This is the risk companies create when they treat suppliers as operational partners but not as extensions of their security perimeter, Centrella explains.
“Apple and Tesla may have strong defenses of their own, but once critical designs and manufacturing data are handed to another company, their security depends on controls they do not directly manage, “ he says.
Supply-chain security concerns
Cybernews further found references to Pegatron, Foxconn, and Qualcomm in the text file – key companies in Apple's manufacturing supply chain – although there is no evidence that the companies have been compromised.
Tata Electronics currently accounts for roughly a third of Apple's iPhone production in India, with Foxconn making up the rest, according to Reuters.
Based in India, the Tata Group and its extensive number of subsidiaries – including its electronics and semiconductor manufacturing arm – serve as a primary contract manufacturer and component supplier for Apple and Tesla. Heavily focused on iPhones, Tata Electronics supplies Apple with iPhone back panels, metallic enclosures, circuit board parts, and fully assembled devices, according to Reuters.

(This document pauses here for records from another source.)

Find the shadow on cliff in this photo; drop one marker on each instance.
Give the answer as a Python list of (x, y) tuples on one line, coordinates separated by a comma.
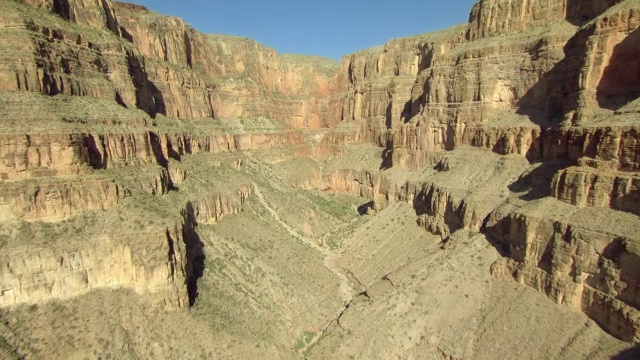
[(148, 97), (629, 354), (556, 94), (579, 12), (195, 253), (620, 83)]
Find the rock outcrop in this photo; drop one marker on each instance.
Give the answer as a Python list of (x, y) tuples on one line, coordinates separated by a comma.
[(102, 102)]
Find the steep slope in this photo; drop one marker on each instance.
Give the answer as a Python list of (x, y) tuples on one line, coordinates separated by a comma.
[(277, 205)]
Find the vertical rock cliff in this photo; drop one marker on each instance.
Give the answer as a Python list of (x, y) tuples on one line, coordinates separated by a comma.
[(522, 124)]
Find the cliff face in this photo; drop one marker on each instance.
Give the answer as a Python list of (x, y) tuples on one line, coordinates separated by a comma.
[(532, 106)]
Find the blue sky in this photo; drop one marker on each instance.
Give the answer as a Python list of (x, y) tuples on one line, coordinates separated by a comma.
[(330, 28)]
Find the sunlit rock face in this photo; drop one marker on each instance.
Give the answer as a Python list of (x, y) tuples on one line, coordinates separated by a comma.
[(124, 133)]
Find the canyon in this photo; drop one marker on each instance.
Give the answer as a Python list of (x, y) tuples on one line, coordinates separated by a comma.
[(472, 193)]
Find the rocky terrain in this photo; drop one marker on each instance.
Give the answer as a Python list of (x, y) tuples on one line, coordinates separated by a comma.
[(472, 193)]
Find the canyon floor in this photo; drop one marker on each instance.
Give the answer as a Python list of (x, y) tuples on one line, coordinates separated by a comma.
[(472, 193), (305, 271)]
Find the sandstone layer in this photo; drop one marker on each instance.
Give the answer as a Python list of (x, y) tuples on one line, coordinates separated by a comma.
[(126, 137)]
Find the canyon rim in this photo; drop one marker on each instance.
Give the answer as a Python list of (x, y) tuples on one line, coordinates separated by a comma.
[(471, 193)]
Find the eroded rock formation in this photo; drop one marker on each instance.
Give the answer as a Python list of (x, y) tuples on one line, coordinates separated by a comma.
[(544, 91)]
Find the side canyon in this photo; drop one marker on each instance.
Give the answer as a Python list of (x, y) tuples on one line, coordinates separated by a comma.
[(472, 193)]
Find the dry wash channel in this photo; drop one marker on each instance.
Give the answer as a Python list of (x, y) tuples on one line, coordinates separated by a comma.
[(465, 194)]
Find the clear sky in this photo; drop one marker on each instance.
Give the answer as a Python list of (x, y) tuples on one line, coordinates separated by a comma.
[(330, 28)]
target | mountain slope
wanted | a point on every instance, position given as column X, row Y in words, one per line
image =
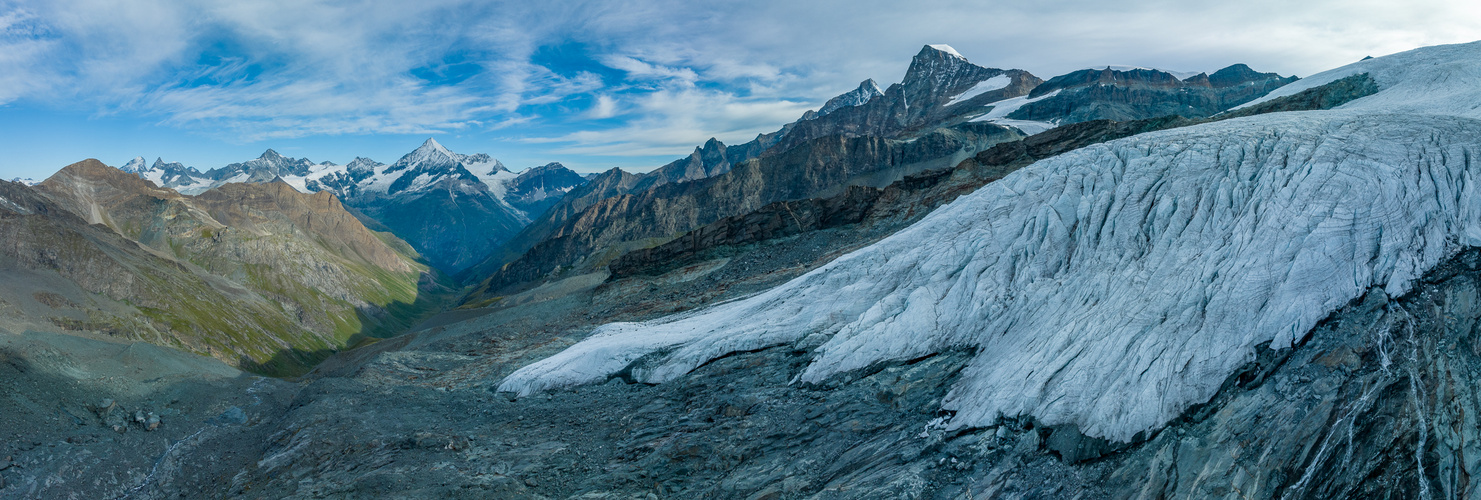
column 1142, row 93
column 450, row 207
column 1138, row 271
column 314, row 272
column 939, row 93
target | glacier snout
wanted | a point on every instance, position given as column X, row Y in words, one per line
column 1114, row 286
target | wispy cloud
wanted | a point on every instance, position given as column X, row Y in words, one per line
column 642, row 77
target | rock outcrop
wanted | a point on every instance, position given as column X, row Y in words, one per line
column 301, row 274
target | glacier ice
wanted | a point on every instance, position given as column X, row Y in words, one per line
column 1114, row 286
column 1000, row 82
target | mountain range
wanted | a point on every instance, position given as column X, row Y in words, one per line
column 445, row 204
column 969, row 284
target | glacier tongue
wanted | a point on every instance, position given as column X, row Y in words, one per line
column 1114, row 286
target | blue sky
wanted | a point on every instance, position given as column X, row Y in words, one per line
column 593, row 85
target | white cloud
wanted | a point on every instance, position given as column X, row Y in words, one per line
column 292, row 68
column 676, row 120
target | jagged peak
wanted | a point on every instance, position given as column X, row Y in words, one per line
column 433, row 145
column 944, row 49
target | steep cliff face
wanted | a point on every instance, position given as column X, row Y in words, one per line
column 311, row 267
column 939, row 93
column 450, row 207
column 822, row 166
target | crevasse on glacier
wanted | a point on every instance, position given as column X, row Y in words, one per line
column 1114, row 286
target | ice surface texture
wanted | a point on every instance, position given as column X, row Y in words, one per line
column 1114, row 286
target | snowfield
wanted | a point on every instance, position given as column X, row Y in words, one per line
column 1115, row 286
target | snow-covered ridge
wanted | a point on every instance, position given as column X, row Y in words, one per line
column 1114, row 286
column 1429, row 80
column 1000, row 114
column 1176, row 74
column 948, row 49
column 1000, row 82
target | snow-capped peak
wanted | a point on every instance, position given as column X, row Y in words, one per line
column 135, row 166
column 1123, row 68
column 859, row 96
column 430, row 154
column 1115, row 286
column 948, row 49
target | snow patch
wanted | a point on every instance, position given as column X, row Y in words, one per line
column 1003, row 108
column 1426, row 80
column 995, row 83
column 1176, row 74
column 12, row 206
column 948, row 49
column 1114, row 286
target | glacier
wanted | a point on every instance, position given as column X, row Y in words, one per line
column 1115, row 286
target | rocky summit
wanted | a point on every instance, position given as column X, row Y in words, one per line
column 973, row 283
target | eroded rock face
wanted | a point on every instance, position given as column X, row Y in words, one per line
column 256, row 274
column 803, row 172
column 1144, row 93
column 939, row 90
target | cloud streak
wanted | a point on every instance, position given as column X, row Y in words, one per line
column 649, row 77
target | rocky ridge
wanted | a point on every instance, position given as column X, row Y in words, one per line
column 307, row 275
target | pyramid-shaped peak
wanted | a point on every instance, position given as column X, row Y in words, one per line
column 431, row 145
column 135, row 166
column 944, row 49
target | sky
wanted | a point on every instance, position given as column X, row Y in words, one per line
column 593, row 85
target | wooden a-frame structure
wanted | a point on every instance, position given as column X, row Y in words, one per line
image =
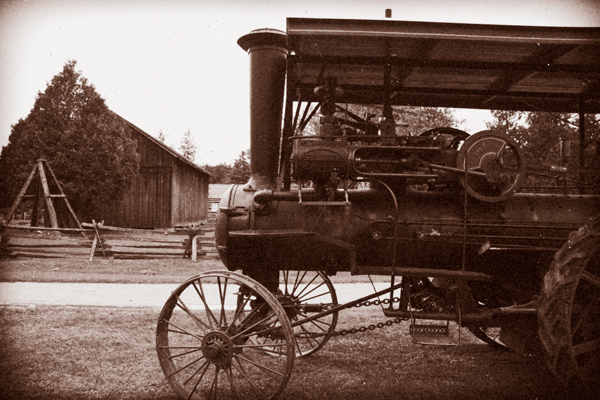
column 57, row 216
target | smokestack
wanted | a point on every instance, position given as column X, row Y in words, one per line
column 267, row 49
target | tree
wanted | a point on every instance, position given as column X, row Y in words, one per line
column 540, row 135
column 418, row 119
column 188, row 147
column 89, row 148
column 238, row 173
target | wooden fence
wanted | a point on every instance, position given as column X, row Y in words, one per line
column 114, row 243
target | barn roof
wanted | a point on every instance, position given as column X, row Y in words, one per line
column 449, row 65
column 165, row 147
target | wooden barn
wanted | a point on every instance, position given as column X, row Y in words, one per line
column 170, row 190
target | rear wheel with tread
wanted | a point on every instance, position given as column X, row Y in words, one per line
column 569, row 311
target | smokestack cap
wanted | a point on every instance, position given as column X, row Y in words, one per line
column 263, row 37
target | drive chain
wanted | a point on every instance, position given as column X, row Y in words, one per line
column 365, row 328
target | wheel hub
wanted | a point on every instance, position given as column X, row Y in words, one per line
column 217, row 348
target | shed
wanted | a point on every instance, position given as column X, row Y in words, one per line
column 170, row 191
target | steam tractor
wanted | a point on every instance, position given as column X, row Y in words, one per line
column 445, row 220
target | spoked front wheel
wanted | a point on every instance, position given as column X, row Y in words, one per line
column 223, row 335
column 303, row 294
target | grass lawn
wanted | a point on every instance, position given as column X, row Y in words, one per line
column 108, row 353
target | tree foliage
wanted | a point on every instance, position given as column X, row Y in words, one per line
column 418, row 119
column 188, row 146
column 238, row 173
column 540, row 135
column 89, row 148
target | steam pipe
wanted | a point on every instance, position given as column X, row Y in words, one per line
column 267, row 49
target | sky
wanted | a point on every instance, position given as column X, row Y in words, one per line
column 174, row 66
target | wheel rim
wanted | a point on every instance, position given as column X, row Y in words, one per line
column 223, row 335
column 585, row 325
column 303, row 293
column 497, row 156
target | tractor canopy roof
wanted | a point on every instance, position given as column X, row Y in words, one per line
column 453, row 65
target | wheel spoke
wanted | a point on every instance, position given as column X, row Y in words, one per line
column 230, row 352
column 182, row 305
column 185, row 366
column 199, row 380
column 298, row 280
column 205, row 365
column 181, row 330
column 302, row 296
column 210, row 316
column 239, row 309
column 222, row 294
column 262, row 367
column 185, row 353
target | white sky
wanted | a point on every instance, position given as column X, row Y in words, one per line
column 175, row 65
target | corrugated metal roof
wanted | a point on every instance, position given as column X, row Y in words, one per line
column 449, row 65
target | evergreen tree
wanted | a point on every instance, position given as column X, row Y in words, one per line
column 188, row 147
column 89, row 148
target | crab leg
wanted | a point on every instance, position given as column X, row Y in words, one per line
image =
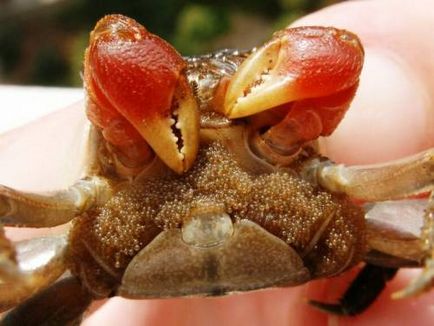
column 404, row 178
column 425, row 280
column 394, row 180
column 35, row 210
column 28, row 266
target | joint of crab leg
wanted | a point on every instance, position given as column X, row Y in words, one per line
column 143, row 79
column 37, row 210
column 298, row 63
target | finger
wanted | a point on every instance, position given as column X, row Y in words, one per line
column 393, row 112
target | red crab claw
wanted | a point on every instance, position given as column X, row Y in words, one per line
column 137, row 88
column 308, row 73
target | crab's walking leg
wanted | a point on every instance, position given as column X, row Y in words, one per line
column 425, row 280
column 61, row 304
column 28, row 266
column 363, row 291
column 35, row 210
column 393, row 180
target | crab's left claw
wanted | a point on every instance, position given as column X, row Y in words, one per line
column 312, row 71
column 137, row 74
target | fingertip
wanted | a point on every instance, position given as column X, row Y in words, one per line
column 389, row 116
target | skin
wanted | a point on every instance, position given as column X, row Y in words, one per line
column 391, row 117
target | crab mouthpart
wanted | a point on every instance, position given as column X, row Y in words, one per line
column 296, row 64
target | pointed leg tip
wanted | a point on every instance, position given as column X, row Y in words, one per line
column 330, row 308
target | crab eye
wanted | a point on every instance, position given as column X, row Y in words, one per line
column 141, row 77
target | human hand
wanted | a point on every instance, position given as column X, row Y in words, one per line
column 392, row 116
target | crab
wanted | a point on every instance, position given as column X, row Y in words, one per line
column 204, row 178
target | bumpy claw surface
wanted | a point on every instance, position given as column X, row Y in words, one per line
column 312, row 72
column 134, row 77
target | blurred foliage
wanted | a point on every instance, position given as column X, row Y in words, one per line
column 45, row 45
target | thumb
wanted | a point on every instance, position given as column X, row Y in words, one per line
column 393, row 112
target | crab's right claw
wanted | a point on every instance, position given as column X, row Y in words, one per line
column 298, row 63
column 131, row 72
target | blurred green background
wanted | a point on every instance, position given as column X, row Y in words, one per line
column 42, row 41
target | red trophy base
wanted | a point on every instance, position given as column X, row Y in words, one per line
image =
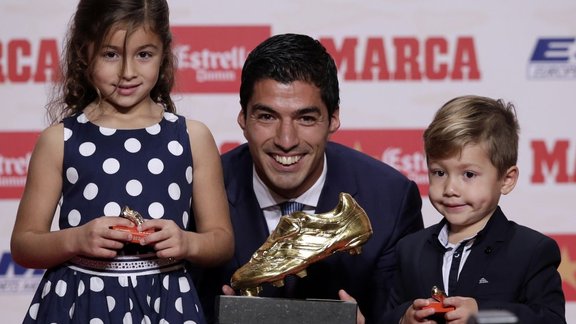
column 136, row 235
column 439, row 308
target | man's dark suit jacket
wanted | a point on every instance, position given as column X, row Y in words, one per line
column 510, row 267
column 391, row 201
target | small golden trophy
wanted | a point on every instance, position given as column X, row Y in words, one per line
column 137, row 219
column 439, row 295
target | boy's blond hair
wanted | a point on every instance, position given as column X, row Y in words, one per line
column 475, row 120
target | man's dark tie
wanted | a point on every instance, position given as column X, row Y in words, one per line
column 453, row 276
column 288, row 207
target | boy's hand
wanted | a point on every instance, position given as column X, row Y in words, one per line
column 417, row 314
column 465, row 308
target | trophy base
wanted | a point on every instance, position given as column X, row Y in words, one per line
column 136, row 235
column 250, row 310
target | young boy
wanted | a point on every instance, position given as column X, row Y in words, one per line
column 471, row 148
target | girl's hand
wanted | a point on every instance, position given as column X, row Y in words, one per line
column 169, row 240
column 97, row 239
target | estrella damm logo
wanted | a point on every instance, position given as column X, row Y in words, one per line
column 210, row 58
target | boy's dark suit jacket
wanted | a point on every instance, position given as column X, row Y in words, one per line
column 510, row 267
column 391, row 201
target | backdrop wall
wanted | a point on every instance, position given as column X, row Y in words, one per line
column 399, row 61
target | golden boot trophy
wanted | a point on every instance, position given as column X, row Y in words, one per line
column 301, row 239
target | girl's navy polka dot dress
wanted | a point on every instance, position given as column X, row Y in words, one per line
column 150, row 171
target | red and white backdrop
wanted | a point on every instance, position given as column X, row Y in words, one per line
column 398, row 61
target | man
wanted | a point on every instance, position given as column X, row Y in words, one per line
column 290, row 106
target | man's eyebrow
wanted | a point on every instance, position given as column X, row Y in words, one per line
column 309, row 110
column 262, row 108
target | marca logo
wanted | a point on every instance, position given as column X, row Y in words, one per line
column 405, row 58
column 401, row 149
column 567, row 268
column 551, row 162
column 23, row 60
column 553, row 58
column 16, row 279
column 210, row 59
column 15, row 151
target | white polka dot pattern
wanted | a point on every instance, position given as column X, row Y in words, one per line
column 149, row 170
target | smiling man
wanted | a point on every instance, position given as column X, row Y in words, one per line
column 290, row 106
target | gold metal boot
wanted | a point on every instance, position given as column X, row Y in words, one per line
column 301, row 239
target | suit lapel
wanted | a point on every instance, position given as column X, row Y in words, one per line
column 250, row 228
column 486, row 246
column 432, row 257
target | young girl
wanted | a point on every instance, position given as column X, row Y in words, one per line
column 116, row 141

Tata Electronics also became an official Tesla supplier in 2025, supplying the Musk-owned brand with semiconductor chips, circuit board assemblies for Tesla battery management systems, vehicle motor controller units and door-control mechanisms.
“Tata keeps showing up in these conversations because it sits in the middle of so many high-value relationships,” Nick Tausek, lead security automation architect at Swimlane, tells Cybernews.
“Apple and Tesla are the names that grab attention, but Tata is the connective tissue that makes their operations move. If component documents or supplier details were exposed, attackers may not need to breach Apple or Tesla directly. They can study the relationships around them instead,” he says.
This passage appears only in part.